Sent to a psychiatrist for depression, Chapman got a referral to Dr. Ernest B. Visconti, Chief of Infectious Disease at Lutheran Medical Center. His diagnosis, in February of 1997, was Lyme disease. In a letter written in July of 1998, Visconti stated, "Denise Chapman was first seen by me during February of 1997.

At that time she presented with severe incapacitating fatigue...an extensive work-up was conducted and the results revealed that Ms. Chapman apparently been excreting Lyme [spirochetes] in her urine....her case was reported to the New York City Department of Health...I disagree with the opinion of certain physicians working within the NYC-FDNY that Ms. Chapman never had Lyme Disease.

For one, she dramatically improved with the first course of intravenous Rocephin....Ms. Chapman is to be admitted again to Lutheran Medical Center on 4/7/98 for the administration of an intravenous pic line....her prognosis is very poor at this time."

Based on Visconti's diagnosis of Lyme disease in February, Chapman filed for workers' compensation and LODI on March 13, 1997. LODI was denied and the comp claim was controverted by the New York City Law Department. Chapman filed a formal complaint against the Fire Department through the New York State Department of Labor's Public Employee Safety and Health Bureau (PESH), which was sustained.

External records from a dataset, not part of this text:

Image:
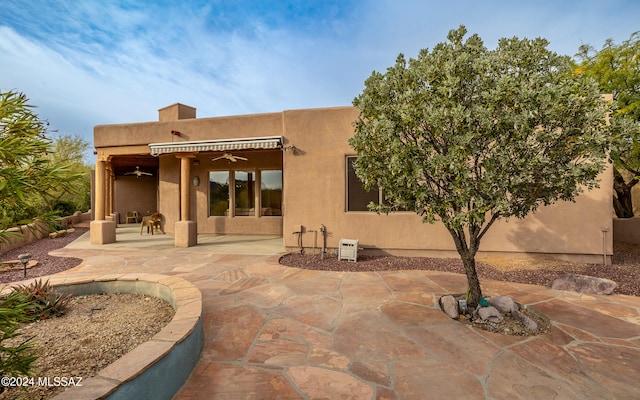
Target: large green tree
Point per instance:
(467, 135)
(70, 150)
(28, 176)
(616, 68)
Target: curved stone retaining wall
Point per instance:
(158, 368)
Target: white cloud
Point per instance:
(91, 63)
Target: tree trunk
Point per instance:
(622, 202)
(467, 253)
(475, 292)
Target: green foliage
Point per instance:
(30, 179)
(26, 303)
(616, 68)
(69, 150)
(43, 298)
(14, 360)
(467, 135)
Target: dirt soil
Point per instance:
(76, 354)
(625, 269)
(95, 331)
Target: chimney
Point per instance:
(175, 112)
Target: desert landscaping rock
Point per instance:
(449, 305)
(504, 304)
(528, 323)
(584, 284)
(490, 314)
(95, 331)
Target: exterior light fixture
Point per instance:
(24, 259)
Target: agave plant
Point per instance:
(45, 300)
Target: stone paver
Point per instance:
(273, 332)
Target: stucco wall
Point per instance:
(135, 194)
(315, 195)
(314, 190)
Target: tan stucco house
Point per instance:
(289, 174)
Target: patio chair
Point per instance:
(152, 222)
(132, 215)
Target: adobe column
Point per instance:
(186, 231)
(101, 231)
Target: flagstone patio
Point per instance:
(274, 332)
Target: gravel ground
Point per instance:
(96, 330)
(39, 250)
(625, 270)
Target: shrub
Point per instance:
(45, 300)
(14, 361)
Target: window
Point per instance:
(218, 193)
(357, 197)
(271, 192)
(241, 187)
(244, 193)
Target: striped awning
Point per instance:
(253, 143)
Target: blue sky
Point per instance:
(85, 63)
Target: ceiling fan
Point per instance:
(138, 173)
(229, 157)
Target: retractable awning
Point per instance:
(253, 143)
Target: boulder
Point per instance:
(584, 284)
(504, 304)
(449, 305)
(490, 314)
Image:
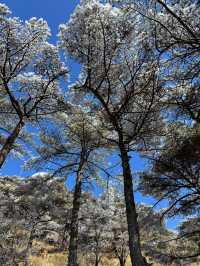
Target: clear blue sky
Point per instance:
(55, 13)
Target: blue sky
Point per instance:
(55, 13)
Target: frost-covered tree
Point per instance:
(31, 209)
(72, 147)
(119, 80)
(30, 69)
(174, 176)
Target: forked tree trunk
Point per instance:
(133, 229)
(7, 147)
(73, 242)
(122, 261)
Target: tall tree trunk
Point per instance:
(73, 243)
(29, 246)
(133, 229)
(122, 261)
(7, 147)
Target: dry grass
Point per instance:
(48, 258)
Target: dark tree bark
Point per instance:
(7, 147)
(73, 243)
(133, 229)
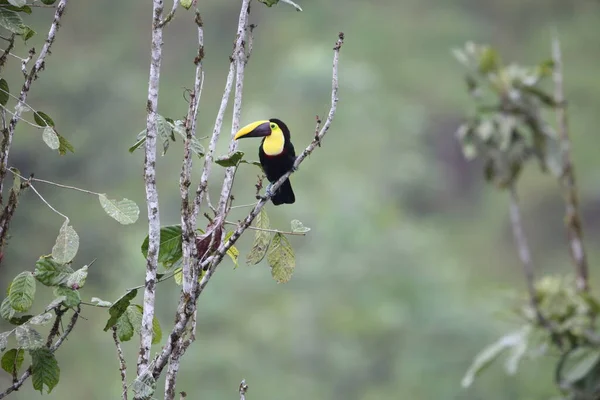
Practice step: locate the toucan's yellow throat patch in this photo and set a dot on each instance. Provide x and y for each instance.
(274, 141)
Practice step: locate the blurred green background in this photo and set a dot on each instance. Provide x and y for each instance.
(404, 275)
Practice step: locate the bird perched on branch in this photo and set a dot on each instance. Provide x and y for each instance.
(276, 154)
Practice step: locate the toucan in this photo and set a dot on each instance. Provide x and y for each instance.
(276, 154)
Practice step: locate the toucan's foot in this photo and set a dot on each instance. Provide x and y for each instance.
(268, 192)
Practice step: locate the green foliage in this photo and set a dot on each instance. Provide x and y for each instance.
(50, 137)
(44, 369)
(230, 160)
(12, 361)
(22, 291)
(51, 273)
(72, 297)
(298, 227)
(67, 244)
(169, 247)
(232, 252)
(123, 211)
(281, 258)
(119, 307)
(42, 119)
(262, 239)
(507, 129)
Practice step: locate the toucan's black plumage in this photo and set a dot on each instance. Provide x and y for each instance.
(276, 154)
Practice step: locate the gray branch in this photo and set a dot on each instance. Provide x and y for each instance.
(122, 365)
(186, 310)
(567, 180)
(8, 133)
(151, 190)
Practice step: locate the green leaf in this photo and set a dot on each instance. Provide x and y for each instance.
(119, 307)
(4, 92)
(489, 354)
(22, 291)
(65, 146)
(298, 227)
(169, 246)
(72, 297)
(50, 273)
(44, 369)
(124, 328)
(18, 3)
(124, 211)
(42, 119)
(11, 21)
(230, 160)
(41, 319)
(100, 302)
(261, 239)
(77, 279)
(28, 33)
(55, 303)
(4, 340)
(233, 252)
(195, 146)
(144, 386)
(12, 360)
(281, 258)
(67, 244)
(6, 311)
(28, 338)
(580, 362)
(51, 138)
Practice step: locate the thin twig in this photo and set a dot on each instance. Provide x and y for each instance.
(151, 189)
(567, 180)
(122, 365)
(243, 389)
(528, 267)
(33, 74)
(211, 262)
(11, 44)
(65, 186)
(269, 230)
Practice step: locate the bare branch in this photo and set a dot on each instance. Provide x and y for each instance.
(122, 365)
(253, 228)
(239, 57)
(567, 180)
(37, 67)
(6, 52)
(151, 190)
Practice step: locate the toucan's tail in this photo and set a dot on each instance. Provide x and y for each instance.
(284, 195)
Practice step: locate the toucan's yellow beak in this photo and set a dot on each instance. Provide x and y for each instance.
(255, 129)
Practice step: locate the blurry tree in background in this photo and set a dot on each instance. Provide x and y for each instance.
(409, 254)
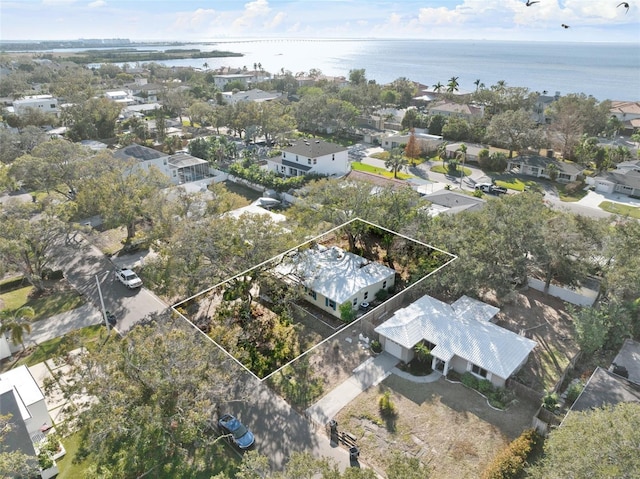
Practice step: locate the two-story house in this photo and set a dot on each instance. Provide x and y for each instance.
(179, 168)
(307, 156)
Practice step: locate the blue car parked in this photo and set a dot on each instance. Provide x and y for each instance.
(237, 431)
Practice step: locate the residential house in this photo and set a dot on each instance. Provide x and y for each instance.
(625, 179)
(460, 337)
(472, 154)
(447, 108)
(30, 399)
(253, 95)
(22, 398)
(451, 202)
(120, 96)
(538, 166)
(628, 112)
(425, 141)
(42, 103)
(179, 168)
(307, 156)
(331, 277)
(246, 79)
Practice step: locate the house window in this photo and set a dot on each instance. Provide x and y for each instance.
(479, 371)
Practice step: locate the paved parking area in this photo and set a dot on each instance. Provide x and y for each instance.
(51, 377)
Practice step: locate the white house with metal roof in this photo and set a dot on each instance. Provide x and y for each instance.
(179, 167)
(29, 397)
(460, 335)
(307, 156)
(332, 276)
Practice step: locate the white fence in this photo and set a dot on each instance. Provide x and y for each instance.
(580, 296)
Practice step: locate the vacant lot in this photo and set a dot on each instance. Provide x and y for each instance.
(445, 425)
(544, 319)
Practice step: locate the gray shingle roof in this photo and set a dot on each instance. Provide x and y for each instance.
(138, 152)
(544, 162)
(313, 148)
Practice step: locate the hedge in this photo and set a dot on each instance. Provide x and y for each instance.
(511, 461)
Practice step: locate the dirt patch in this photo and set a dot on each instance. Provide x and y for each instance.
(544, 319)
(445, 425)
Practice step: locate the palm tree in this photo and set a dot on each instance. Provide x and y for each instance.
(461, 154)
(395, 162)
(17, 323)
(453, 84)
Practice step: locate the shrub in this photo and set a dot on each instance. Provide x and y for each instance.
(387, 408)
(382, 295)
(574, 391)
(469, 380)
(511, 461)
(485, 386)
(550, 401)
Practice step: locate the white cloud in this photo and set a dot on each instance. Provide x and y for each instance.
(195, 20)
(58, 2)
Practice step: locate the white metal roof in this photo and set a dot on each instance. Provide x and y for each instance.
(24, 385)
(485, 344)
(332, 272)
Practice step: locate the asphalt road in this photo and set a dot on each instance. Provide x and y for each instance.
(83, 262)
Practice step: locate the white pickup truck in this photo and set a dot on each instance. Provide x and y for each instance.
(128, 278)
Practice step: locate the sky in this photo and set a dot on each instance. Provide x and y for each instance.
(215, 20)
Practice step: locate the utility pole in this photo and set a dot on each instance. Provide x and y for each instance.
(104, 312)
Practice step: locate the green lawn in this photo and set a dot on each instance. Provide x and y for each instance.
(620, 209)
(357, 166)
(45, 305)
(223, 459)
(89, 337)
(572, 196)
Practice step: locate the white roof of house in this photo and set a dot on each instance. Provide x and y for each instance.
(334, 273)
(25, 388)
(485, 344)
(254, 209)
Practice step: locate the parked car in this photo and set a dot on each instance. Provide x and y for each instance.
(128, 278)
(497, 190)
(484, 187)
(238, 432)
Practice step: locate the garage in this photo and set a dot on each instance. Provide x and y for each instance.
(393, 348)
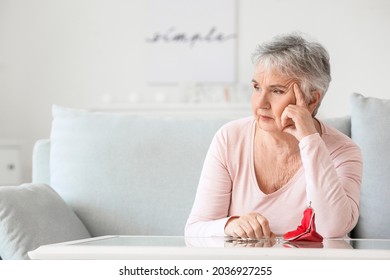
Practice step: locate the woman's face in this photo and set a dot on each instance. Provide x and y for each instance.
(272, 93)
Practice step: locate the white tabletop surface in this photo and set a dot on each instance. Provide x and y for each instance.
(178, 247)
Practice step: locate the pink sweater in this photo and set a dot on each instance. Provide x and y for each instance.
(329, 177)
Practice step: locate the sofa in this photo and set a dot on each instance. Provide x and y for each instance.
(119, 174)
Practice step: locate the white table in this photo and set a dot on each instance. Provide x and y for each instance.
(177, 247)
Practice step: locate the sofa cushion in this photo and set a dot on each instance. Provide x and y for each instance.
(370, 129)
(124, 174)
(34, 215)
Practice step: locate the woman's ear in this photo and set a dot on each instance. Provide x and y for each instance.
(314, 102)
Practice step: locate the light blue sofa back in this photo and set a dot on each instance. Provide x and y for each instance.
(155, 200)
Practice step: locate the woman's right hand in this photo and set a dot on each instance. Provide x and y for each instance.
(252, 225)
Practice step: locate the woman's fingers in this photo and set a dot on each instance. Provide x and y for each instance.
(252, 225)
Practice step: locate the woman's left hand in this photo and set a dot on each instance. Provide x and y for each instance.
(299, 113)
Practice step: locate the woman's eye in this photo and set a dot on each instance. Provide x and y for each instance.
(256, 88)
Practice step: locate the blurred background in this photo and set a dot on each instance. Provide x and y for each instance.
(92, 54)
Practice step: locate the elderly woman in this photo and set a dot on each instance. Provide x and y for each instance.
(260, 173)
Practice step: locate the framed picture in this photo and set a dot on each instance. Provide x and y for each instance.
(191, 41)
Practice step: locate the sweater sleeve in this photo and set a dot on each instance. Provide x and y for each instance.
(211, 206)
(333, 180)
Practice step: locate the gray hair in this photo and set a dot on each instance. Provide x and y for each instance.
(296, 57)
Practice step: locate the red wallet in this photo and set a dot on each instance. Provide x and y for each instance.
(306, 231)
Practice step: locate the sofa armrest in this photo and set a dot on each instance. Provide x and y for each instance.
(32, 215)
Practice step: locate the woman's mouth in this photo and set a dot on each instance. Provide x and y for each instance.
(265, 118)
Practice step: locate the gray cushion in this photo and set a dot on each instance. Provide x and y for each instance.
(371, 131)
(342, 124)
(128, 175)
(34, 215)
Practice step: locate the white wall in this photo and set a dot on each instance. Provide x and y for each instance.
(74, 52)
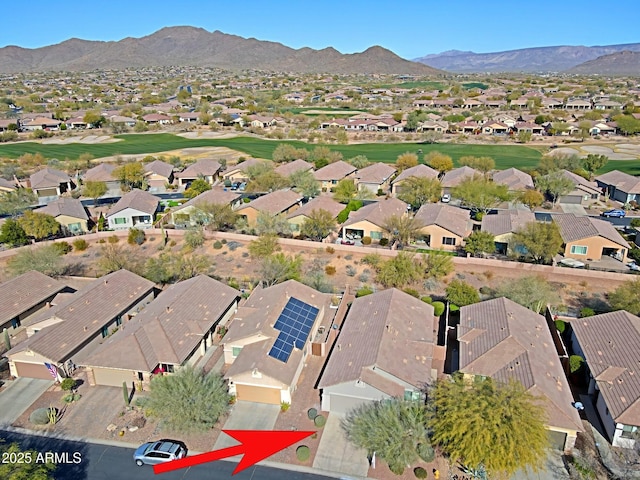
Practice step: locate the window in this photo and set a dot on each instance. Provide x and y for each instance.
(578, 250)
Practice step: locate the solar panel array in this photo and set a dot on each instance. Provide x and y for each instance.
(294, 323)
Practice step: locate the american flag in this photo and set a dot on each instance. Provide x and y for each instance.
(52, 370)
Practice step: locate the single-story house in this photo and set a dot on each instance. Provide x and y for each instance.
(274, 203)
(375, 178)
(420, 171)
(371, 219)
(609, 345)
(65, 334)
(443, 227)
(587, 238)
(134, 209)
(70, 213)
(331, 174)
(383, 350)
(174, 330)
(270, 338)
(187, 213)
(620, 186)
(505, 341)
(297, 217)
(24, 295)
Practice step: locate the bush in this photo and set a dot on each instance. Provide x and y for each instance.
(319, 421)
(80, 244)
(62, 247)
(135, 237)
(438, 308)
(303, 453)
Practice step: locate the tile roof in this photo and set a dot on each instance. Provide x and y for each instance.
(169, 328)
(23, 292)
(70, 207)
(138, 200)
(500, 339)
(378, 212)
(386, 332)
(574, 228)
(334, 171)
(610, 345)
(85, 313)
(450, 218)
(506, 221)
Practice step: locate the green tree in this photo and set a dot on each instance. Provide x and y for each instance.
(39, 225)
(189, 400)
(531, 291)
(480, 242)
(484, 422)
(344, 191)
(416, 191)
(461, 293)
(480, 194)
(12, 234)
(318, 225)
(94, 190)
(396, 430)
(198, 186)
(540, 240)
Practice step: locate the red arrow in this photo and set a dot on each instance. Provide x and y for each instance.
(255, 445)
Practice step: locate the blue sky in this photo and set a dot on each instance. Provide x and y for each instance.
(410, 28)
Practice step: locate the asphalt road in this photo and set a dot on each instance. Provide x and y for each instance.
(101, 462)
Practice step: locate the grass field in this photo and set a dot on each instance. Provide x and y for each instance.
(505, 156)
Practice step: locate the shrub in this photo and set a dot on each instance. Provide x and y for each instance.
(303, 453)
(62, 247)
(319, 421)
(80, 244)
(135, 237)
(438, 308)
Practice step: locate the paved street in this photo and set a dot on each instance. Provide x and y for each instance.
(103, 462)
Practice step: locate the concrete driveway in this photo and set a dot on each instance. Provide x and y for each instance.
(18, 395)
(248, 416)
(336, 454)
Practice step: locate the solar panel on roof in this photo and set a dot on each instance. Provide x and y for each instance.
(294, 323)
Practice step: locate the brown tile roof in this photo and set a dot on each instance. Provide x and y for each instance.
(48, 177)
(138, 200)
(319, 203)
(85, 314)
(21, 293)
(292, 167)
(513, 178)
(71, 207)
(574, 228)
(257, 317)
(417, 171)
(386, 332)
(274, 202)
(100, 173)
(503, 340)
(334, 171)
(610, 345)
(376, 173)
(378, 212)
(622, 181)
(169, 328)
(453, 177)
(450, 218)
(506, 221)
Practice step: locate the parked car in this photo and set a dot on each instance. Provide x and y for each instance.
(616, 212)
(160, 451)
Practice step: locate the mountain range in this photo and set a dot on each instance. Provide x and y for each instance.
(570, 59)
(190, 46)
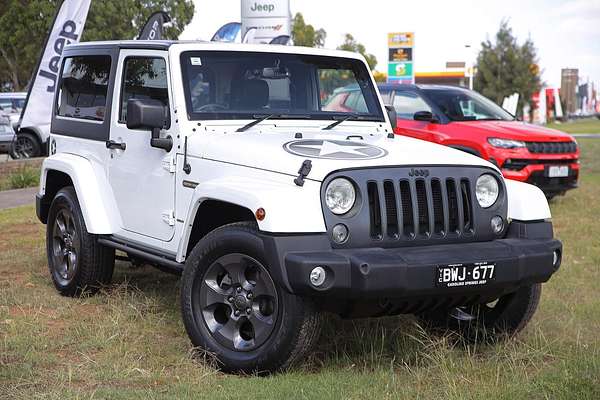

PESH cited FDNY for violations of safety and health standards at Station 21. She began a fight for workers' compensation benefits that resulted in four hearings before the comp board, numerous additional medical tests, but still, at this writing, no final determination from the City of New York. Chapman spent her time at home becoming an expert on Lyme disease, and brought information from a medical journal to FDNY proving the presence of Lyme carrying ticks in Van Cortlandt Park in the Bronx. In July of 1997, then Local 2507 President Kevin Lightsey wrote to Fire Commissioner Thomas Von Essen, asking that he grant LODI benefits to Chapman.

The letter was never acknowledged, and a follow-up letter last year from Executive Board Member Richard McAllan also went unanswered. Local 2507 covered prescription drug benefits for Chapman from April through June of 1997, and DC 37 continued coverage for an additional period. During that summer, Chapman relied on donations of food and got clothes from church charity drives. "It was humiliating," she says. In September, her medical coverage lapsed and Chapman went on welfare.

The Local supported a 10-13 fundraiser for her which raised $1,000 in April of 1998. But shortly before the 10-13, on March 18 of 1998, Chapman was fired by letter by FDNY Personnel Director Sherry Ann Kavaler, under Section 71 of the Civil Service Law. Today, Denise Chapman has had 14 hospitalizations and can't pay for her prescription drugs. Dr. Visconti is attempting to re-admit her to Lutheran as an outpatient under medicare. She is on social security disability. Most of the time, she feels tired and complains of headaches, muscle and joint pain. She suffers from chronic infections, and has had blood clots and phlebitis.

This year, Local 2507, by a vote of the Executive Board granted Chapman $600 for intravenous medications, but it is nowhere near enough. "I've had so much stress from fighting FDNY for my money, not knowing I had Lyme disease from the beginning, stress from coming out of the hospital without any medications when my insurance was terminated," she says.

In August of 1999, the New York State Department of Labor told Local 2507 that they had sustained a complaint from Chapman, agreeing that she had been retaliated against by FDNY after filing her health and safety complaint against Station 21 two years ago. The retaliation took the form of the denial of a requested transfer out of her command before she became too sick to work.

Inspector Raynard Caines told the union that PESH was in the process of forwarding the case to the office of the State Attorney General.